MLOps: More Than Automation

Recently, there has been a lot of talk about MLOps from the DevOps and software engineering perspective. The message often comes across as, “Hurry, DevOps community, let’s set some standards before MLOps reinvents the wheel,” or “The purpose of MLOps is to allow anyone who knows how to code to get ML into production.” Let me tell you, as a data scientist this disappoints and sometimes scares me. Why? Because neither of these points of view captures the pain of the data scientists or the people that are subject to ML algorithms.

A good example of this attitude toward MLOps is Google’s recent announcement. If you have read Google’s blog, you’ll see that some of the pain points they have identified are needs for data scientists: We do need continuous evaluation, continuous monitoring, metadata management and lineage and a feature store for collaboration. But where I find the announcement falls down for me is in the company’s goal “to make machine learning act more like computer science.”

Here’s the reality. DevOps wasn’t created to make software development behave more like a different field. It was created as a set of principles to enable software engineers to quickly and easily apply incremental improvements based on the needs of their customers, with a focus on quality. MLOps is more than automation. Centering on the needs of the users and the customers is what made developing products, ideas and a set of principles successful as DevOps.

For MLOps to learn from DevOps, we must center the needs of data scientists and the people that are impacted by their models first. It isn’t enough to say that practicing MLOps means advocating for automation and monitoring at all steps to do things faster. Without this focus, we will see an increase in the deployment of models that have uninspected and unintended consequences that often disproportionately impact marginalized communities.

So, as a data scientist, what is it that I need? Keeping up with the latest and greatest event streaming services, distributed systems or methods of continuous deployment of integration isn’t where my mind lights up. I would like to spend most of my time understanding the domain space of the model I’m about to build, the nuanced impact of that model and whether it’s going to meet the needs of my customers and the people they serve.

There are a few ways to notice if you’re applying MLOps basically as a Band-Aid, a way to just go faster, that will ultimately break down. When looking for a solution to automate, consider if you’re only reducing the work required for manual processes or if you’re also enabling data scientists to focus on the hard problems they’re trained to tackle. Another way to look at your MLOps practice and tools end-to-end is to see if they allow your data scientists to know the impact of their models across more dimensions than just the outcome. Let’s take a few examples.

Automation of Data Pipelines Can Slow You Down

Today, data engineers have been reluctant to allow data scientists to have access to all of the data that exists in all of its forms. There are many reasons I’ve been given in my years of experience, some of which are good, such as not all of the tools that data scientists have available for experimentation support all of these data sources. Other reasons, however, might include grumbling about creating additional work for data engineers. It’s a continuous challenge to get data such as event streams into a format that can be explored by data scientists. Each new feature I hope to create comes at a cost to other teams.

With our shiny new culture of MLOps, someone proposes a solution: Automate!

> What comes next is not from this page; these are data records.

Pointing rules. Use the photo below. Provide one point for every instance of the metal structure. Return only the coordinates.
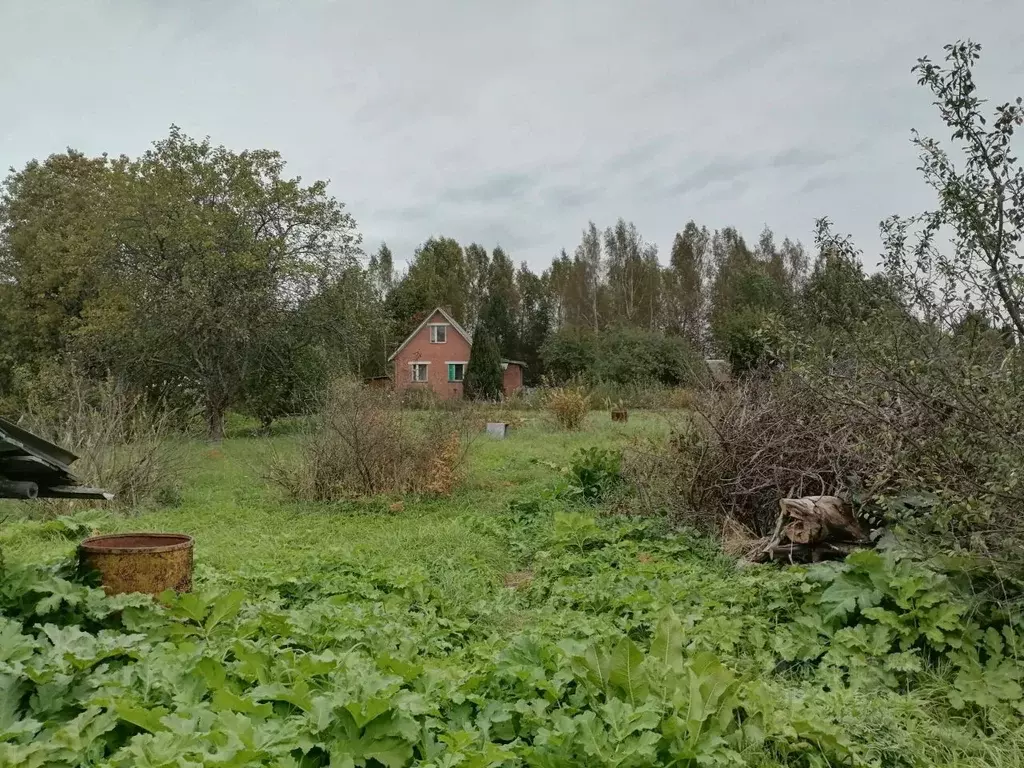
(34, 468)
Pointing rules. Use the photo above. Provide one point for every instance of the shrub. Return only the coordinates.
(592, 473)
(568, 406)
(125, 445)
(569, 352)
(364, 442)
(483, 380)
(622, 355)
(751, 341)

But, remember, MLOps is more than just automation. This is a great place to stop and look at the data scientist’s workflow and find a way to automate a solution that fits their needs and gives them new capabilities while reducing the work on the data engineering team.

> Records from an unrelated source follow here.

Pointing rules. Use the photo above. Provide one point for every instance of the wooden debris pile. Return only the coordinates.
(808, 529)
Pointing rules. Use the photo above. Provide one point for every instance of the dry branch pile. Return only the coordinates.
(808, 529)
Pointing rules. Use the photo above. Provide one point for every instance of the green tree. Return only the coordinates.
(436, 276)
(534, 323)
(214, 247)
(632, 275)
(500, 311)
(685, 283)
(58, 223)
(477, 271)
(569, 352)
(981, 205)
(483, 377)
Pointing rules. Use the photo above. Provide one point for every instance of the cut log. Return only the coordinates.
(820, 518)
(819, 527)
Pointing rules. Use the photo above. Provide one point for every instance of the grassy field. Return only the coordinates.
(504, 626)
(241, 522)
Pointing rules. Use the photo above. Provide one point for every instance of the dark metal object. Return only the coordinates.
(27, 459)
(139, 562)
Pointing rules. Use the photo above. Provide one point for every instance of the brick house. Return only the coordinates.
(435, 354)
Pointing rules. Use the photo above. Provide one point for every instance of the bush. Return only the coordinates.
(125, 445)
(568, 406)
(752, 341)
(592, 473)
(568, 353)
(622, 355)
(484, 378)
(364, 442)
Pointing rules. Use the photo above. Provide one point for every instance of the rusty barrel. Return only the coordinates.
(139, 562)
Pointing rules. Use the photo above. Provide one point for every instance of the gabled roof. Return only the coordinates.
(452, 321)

A simple automation instinct might look like this: Ask data scientists to list out all the data they’ll ever need, and create batch jobs to serve up those needs. A better solution would be to find a way to connect multiple types of data sources to a single environment, allowing data scientists to explore data as it becomes available. Then create features and make them available for production without having to change development environments or languages or to be proficient in reading crystal balls to know what data they’ll need into the future.

Continuously Monitoring the Wrong Things

Another common pitfall of applying MLOps without focusing on the people your ML models will ultimately impact is using continuous monitoring only to measure performance, without tracking the impact of your features across various demographics. It’s not enough to check—one time—that your models aren’t systematically disadvantaging marginalized groups. We need to do this continuously.

People change, so do our biases and patterns. It’s easiest to conceptualize this for me in our use of language over time: The words are the same but their impact changes. We often don’t know that the underlying data has changed because society itself has evolved. But we can commit to measuring the impact across dimensions to react quickly, ultimately reducing harm.

Ultimately, MLOps isn’t just about automation. It is also a set of principles to guide how we build tools for sharing outcomes. At my company, we are thinking about ways to help identify and flag data and features that could introduce bias in our feature store product.

The gains from efficient ML development are significant. Data scientists and data engineers are sharing new tools to speed development and foster collaboration at higher velocity. And with better tools and processes, we are able to share responsibility for productionizing ML. MLOps, at its best, incorporates these components and more into your organization.

If we’re not careful, however, teams will focus on making data scientists more like software engineers, vendors will create tools that fail to address the entire problem, and companies will spend millions of dollars on quickly releasing models that fail to serve their customers—ultimately at the cost of humanity.